I find it strange your counsellor knows more about you than your husband does. I can't think of anything mine doesn't know about my life, good, bad or the ugly, and visa-versa.
I think you have to be more open and honest with yours. He needs to know how you really feel.
You need to tell him and he needs to cancel your parents visiting. However I expect they'll just turn up now anyway.
I would book a holiday yourself and get away. Either on your own or as a family. It's possibly the only way to not have them in your life for a week.
What does your counsellor think?
Tell DH "they are abusive. I've tried not to talk about it as I can't face thinking about it, but they were abusive and I cannot have then here.

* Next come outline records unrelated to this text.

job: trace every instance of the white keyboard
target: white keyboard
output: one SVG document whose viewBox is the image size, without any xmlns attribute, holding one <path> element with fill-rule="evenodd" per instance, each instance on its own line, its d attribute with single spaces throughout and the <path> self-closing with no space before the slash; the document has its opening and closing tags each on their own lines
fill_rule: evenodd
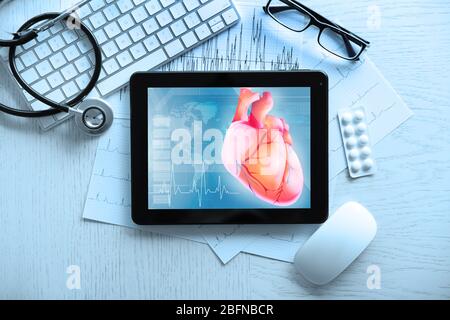
<svg viewBox="0 0 450 320">
<path fill-rule="evenodd" d="M 137 71 L 157 68 L 239 21 L 231 0 L 91 0 L 77 11 L 102 48 L 100 79 L 90 96 L 106 97 Z M 22 77 L 40 94 L 64 103 L 86 87 L 93 72 L 92 46 L 64 22 L 16 50 Z M 3 60 L 6 55 L 3 51 Z M 32 110 L 48 109 L 25 91 Z M 39 118 L 48 130 L 68 119 Z"/>
</svg>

Had you asked me before inviting them I would have explained, but you didn't. Now you need to cancel their visit because I cannot have you inviting people who abused me into my life and home"
But how was your DH to know all this? If you’ve never told him?
Holy shit. I’m NC with my abusive mother and my DH fully supports that. He does know almost everything that’s happened though and NO WAY would he pull a stunt like that.
It’s nice that your DH has a lovely normal relationship with his parents but surely he respects you enough to accept that you don’t have that with yours, and are happier without them? How much have you told him?
I really think you need to tell him the full extent of their toxicity and that you cannot and will not have them in your home.
My utter sympathy, I know exactly what you mean about him not getting it. I've spent time with so many people and they can't get it, there's no easy way to explain or demonstrate.
But - your husband has looked death in the face - he's decided that contact with friends and family is important to his recovery. Ultimately perhaps he thinks that it's all that matters. He's presumably a bit stressed given the circumstances and is reaching out. Trying his best. Failing.
You, on the other hand, have clung on to normality desperately whilst he's been recovering. Now you are finding the ground solid beneath your feet he's adding something else into the mix to really test your resolve.
You absolutely could, and probably should, tell your narcissistic parents they can't come as you are still healing as a family. But they wont, or can't, understand it - after it is all agreed and paid for. So it will cause massive rifts.
Ultimately I think you know the eventual outcome, which is what will be making you feel so so cross - that you are powerless. You're not. Talk to your husband. Explain your distress. Ask if there was a way to stop them coming, what would it be? How would it look?
I suspect once you figure out how it could work and logically think the steps through you to cancel the visit. And knowing that he would support you in your decision will be enough to cope with it. But knowing there is an "out" and that he will support you in it, might be all that you need to make the visit slightly more tolerable.
Oh no, you poor love.
I'm sure if he knew the full extent he wouldn't have done it.
He was probably thinking he could fix it and I'm not saying this is the case but maybe he was thinking negatively about not being here and them supporting you. Apologies if that's a bit raw, it's how a good friend behaved
Bully for him that he’s had life-changing epiphanies. If he wants a stronger relationship with his in-laws, he can buy himself a ticket to go and stay with them.
Tell him that since the planning didn’t take you into account, it can continue that way. Tell him you’ve booked a week ‘back home’ and that you hope it all goes well. And frankly that’d be the last sentence he heard out of me for a long time.